Member of the Alaska House of Representatives from the 11th district
- In office January 15, 1979 – January 12, 1981 Serving with Ray Metcalfe
- Preceded by: Multi-member district
- Succeeded by: Bernard Bylsma

Personal details
- Born: Joyce Arnold December 13, 1930 Guthrie, Oklahoma
- Died: June 29, 2010 (aged 79) Anchorage, Alaska
- Party: Democratic
- Children: 4
- Education: Wichita State University
- Occupation: Mental health advocate, sculptor

= Joyce Munson =

American politician (1930-2010)

Joyce Arnold Munson (December 13, 1930 – June 29, 2010) was an American politician and mental health advocate. She was an elected member of the Alaska House of Representatives from January 1979 to January 1981. Before serving in the legislature, Munson was the Executive Director of the Alaska Mental Health Association.
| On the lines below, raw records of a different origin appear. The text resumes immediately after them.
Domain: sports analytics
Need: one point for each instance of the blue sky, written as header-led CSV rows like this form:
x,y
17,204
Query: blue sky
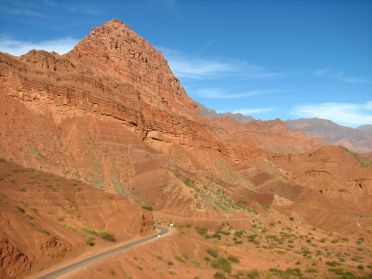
x,y
286,59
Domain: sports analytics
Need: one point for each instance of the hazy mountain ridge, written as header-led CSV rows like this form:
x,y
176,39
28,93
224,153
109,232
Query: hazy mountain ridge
x,y
357,139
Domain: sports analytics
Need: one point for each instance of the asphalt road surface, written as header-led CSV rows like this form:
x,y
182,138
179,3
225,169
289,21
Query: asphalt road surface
x,y
99,257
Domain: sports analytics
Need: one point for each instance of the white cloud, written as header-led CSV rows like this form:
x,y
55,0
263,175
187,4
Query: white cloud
x,y
321,72
18,47
194,67
216,93
252,111
348,114
324,72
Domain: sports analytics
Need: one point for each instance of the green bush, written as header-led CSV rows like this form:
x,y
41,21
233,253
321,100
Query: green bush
x,y
90,240
233,259
148,207
88,231
219,275
203,232
222,263
253,274
212,252
106,236
70,227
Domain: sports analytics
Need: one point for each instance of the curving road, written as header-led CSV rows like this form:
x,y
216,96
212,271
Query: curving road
x,y
101,256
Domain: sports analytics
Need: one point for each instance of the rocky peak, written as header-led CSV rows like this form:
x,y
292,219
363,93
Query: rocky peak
x,y
119,51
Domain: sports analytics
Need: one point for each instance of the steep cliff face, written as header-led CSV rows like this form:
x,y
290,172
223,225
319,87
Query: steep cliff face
x,y
87,114
120,51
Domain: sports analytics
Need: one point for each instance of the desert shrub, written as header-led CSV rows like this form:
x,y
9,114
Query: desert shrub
x,y
253,274
288,273
311,270
217,236
219,275
88,230
180,259
203,232
112,272
361,267
212,252
106,236
222,263
20,209
70,227
233,259
238,233
148,207
90,240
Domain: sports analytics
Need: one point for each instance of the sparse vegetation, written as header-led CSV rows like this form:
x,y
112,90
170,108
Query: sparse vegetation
x,y
233,259
102,234
219,275
212,252
147,207
222,263
253,274
90,240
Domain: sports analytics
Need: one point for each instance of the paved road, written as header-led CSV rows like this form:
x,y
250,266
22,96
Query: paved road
x,y
93,259
175,217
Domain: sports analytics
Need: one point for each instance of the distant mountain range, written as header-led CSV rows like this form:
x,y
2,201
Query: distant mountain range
x,y
357,139
210,114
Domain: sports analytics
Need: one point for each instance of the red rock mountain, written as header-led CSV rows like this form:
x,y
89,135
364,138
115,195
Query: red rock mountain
x,y
111,114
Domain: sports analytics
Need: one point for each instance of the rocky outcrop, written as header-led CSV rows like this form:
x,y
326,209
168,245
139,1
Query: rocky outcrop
x,y
12,260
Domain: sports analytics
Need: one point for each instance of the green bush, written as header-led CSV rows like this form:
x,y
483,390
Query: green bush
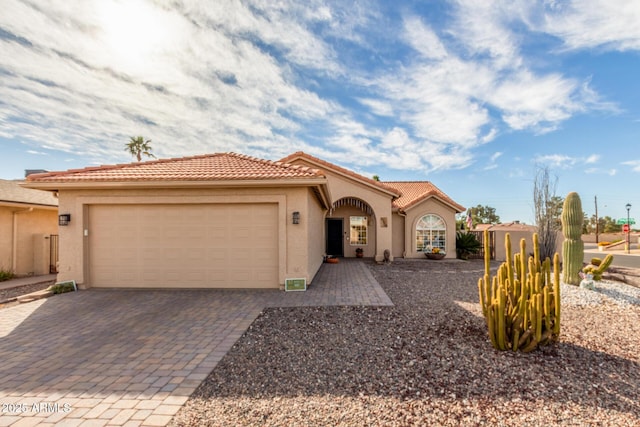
x,y
466,244
6,275
61,288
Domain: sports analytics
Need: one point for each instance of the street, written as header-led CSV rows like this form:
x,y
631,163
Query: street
x,y
620,257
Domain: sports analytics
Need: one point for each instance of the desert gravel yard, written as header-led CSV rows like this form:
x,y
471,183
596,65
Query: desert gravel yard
x,y
426,361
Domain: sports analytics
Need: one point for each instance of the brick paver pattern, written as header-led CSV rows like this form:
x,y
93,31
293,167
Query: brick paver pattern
x,y
133,357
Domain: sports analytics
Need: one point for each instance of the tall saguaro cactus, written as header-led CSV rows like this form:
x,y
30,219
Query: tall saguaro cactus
x,y
572,248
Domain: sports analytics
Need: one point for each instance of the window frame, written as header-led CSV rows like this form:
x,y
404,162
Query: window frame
x,y
364,232
431,237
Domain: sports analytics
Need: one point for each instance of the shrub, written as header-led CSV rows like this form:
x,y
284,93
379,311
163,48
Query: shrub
x,y
61,288
466,244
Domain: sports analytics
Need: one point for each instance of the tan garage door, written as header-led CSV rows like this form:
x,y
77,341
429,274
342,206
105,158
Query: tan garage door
x,y
184,246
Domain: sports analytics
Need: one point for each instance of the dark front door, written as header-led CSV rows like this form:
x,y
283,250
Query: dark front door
x,y
334,237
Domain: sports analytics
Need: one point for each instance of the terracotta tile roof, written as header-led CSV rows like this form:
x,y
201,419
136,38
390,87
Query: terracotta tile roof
x,y
372,182
12,192
210,167
413,192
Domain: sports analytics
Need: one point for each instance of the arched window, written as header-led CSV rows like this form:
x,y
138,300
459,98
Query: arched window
x,y
431,232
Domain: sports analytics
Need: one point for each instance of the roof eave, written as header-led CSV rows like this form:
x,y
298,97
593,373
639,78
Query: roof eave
x,y
103,185
13,204
458,208
327,165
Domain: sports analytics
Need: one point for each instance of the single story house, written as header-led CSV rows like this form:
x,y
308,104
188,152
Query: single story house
x,y
228,220
27,220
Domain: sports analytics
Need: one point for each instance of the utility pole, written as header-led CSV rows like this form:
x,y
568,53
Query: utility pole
x,y
595,198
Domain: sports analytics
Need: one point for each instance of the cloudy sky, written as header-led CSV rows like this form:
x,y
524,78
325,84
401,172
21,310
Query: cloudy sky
x,y
474,96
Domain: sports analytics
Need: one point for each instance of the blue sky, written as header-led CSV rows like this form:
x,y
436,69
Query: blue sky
x,y
474,96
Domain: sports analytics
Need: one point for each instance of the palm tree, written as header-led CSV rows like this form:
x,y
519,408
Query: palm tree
x,y
138,146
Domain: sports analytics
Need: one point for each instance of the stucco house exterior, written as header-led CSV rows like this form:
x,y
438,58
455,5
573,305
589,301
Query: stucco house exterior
x,y
228,220
27,220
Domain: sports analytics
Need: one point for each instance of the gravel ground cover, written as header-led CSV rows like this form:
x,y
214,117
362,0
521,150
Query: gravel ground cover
x,y
6,295
426,361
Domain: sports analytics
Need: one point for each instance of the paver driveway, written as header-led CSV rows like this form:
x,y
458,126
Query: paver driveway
x,y
115,357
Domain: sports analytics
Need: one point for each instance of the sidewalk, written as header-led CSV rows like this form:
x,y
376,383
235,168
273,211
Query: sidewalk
x,y
31,280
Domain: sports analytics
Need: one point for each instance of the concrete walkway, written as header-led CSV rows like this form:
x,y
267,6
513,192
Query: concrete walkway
x,y
133,358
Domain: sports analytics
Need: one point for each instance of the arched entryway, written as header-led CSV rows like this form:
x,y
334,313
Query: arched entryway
x,y
350,224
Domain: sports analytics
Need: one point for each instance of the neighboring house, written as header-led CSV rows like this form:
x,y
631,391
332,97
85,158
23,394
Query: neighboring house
x,y
517,231
232,221
27,219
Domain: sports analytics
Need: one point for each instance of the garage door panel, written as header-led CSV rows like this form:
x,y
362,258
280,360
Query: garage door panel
x,y
205,245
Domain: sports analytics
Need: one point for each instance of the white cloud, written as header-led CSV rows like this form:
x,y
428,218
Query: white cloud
x,y
267,78
563,161
635,165
377,107
583,24
594,158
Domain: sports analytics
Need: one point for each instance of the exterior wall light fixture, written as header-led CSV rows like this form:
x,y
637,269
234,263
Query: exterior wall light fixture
x,y
64,219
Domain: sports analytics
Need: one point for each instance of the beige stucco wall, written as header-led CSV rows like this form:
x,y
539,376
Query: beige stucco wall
x,y
293,241
398,235
434,207
6,239
20,255
380,202
315,227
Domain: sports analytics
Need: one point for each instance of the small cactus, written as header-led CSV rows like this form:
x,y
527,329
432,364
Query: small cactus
x,y
597,270
573,247
521,303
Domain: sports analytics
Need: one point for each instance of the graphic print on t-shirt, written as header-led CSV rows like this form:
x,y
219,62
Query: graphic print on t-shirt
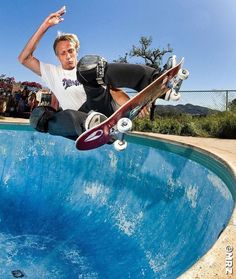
x,y
68,83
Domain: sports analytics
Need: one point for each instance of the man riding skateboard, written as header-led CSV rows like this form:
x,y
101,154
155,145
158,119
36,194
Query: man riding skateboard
x,y
86,89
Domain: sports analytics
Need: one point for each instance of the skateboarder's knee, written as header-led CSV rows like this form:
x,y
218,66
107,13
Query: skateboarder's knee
x,y
91,70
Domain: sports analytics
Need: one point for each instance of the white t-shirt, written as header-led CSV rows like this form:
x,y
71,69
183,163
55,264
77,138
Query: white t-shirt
x,y
64,85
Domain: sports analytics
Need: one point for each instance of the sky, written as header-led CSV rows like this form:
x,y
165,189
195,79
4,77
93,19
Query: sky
x,y
202,31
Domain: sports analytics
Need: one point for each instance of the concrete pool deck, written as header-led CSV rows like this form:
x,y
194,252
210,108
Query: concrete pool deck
x,y
213,263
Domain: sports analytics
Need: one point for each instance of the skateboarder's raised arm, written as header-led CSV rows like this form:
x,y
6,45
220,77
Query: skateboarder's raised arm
x,y
26,56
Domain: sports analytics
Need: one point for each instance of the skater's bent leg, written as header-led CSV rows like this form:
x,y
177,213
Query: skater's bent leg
x,y
116,75
67,123
132,76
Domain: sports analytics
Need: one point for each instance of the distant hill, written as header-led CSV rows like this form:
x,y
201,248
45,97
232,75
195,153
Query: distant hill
x,y
183,109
== Early life and education ==
Munson was born in Guthrie, Oklahoma, and raised in Newton, Kansas, the daughter of Delbert Arnold and Ada Arnold (later Shuldberg). Her mother was from Utah. Munson attended Wichita State University.

== Career ==
Beginning in 1971, Munson was executive director of the Alaska Mental Health Association, and lobbied in the state capital for mental health clinics in Alaskan communities. In 1978 she ran for the Alaska House of Representatives as a Democrat, and won a seat. She served in the legislature from 1979 to 1981, and was vice chair of the committees on Commerce and Health, Education, and Social Services.

Munson ran for re-election in 1980, but lost. She ran for a seat in the state legislature again in 1982 and 1984. After her time in the legislature, Munson was deputy director of the Resource Development Council of Alaska, director of the Division of Pioneers Benefits, and a registered lobbyist.

Munson studied sculpture, and made papier-mâché figures with her children as models. She built fireplaces and swimming pools with cement at her family's home in the 1960s. In retirement, she ran a bed and breakfast, and pursued her artistic interests with her own pottery studio.

== Personal life ==
Munson was married to Joe Munson and had four children. The Munsons divorced in 1987. She died in 2010, at the age of 79, in Anchorage.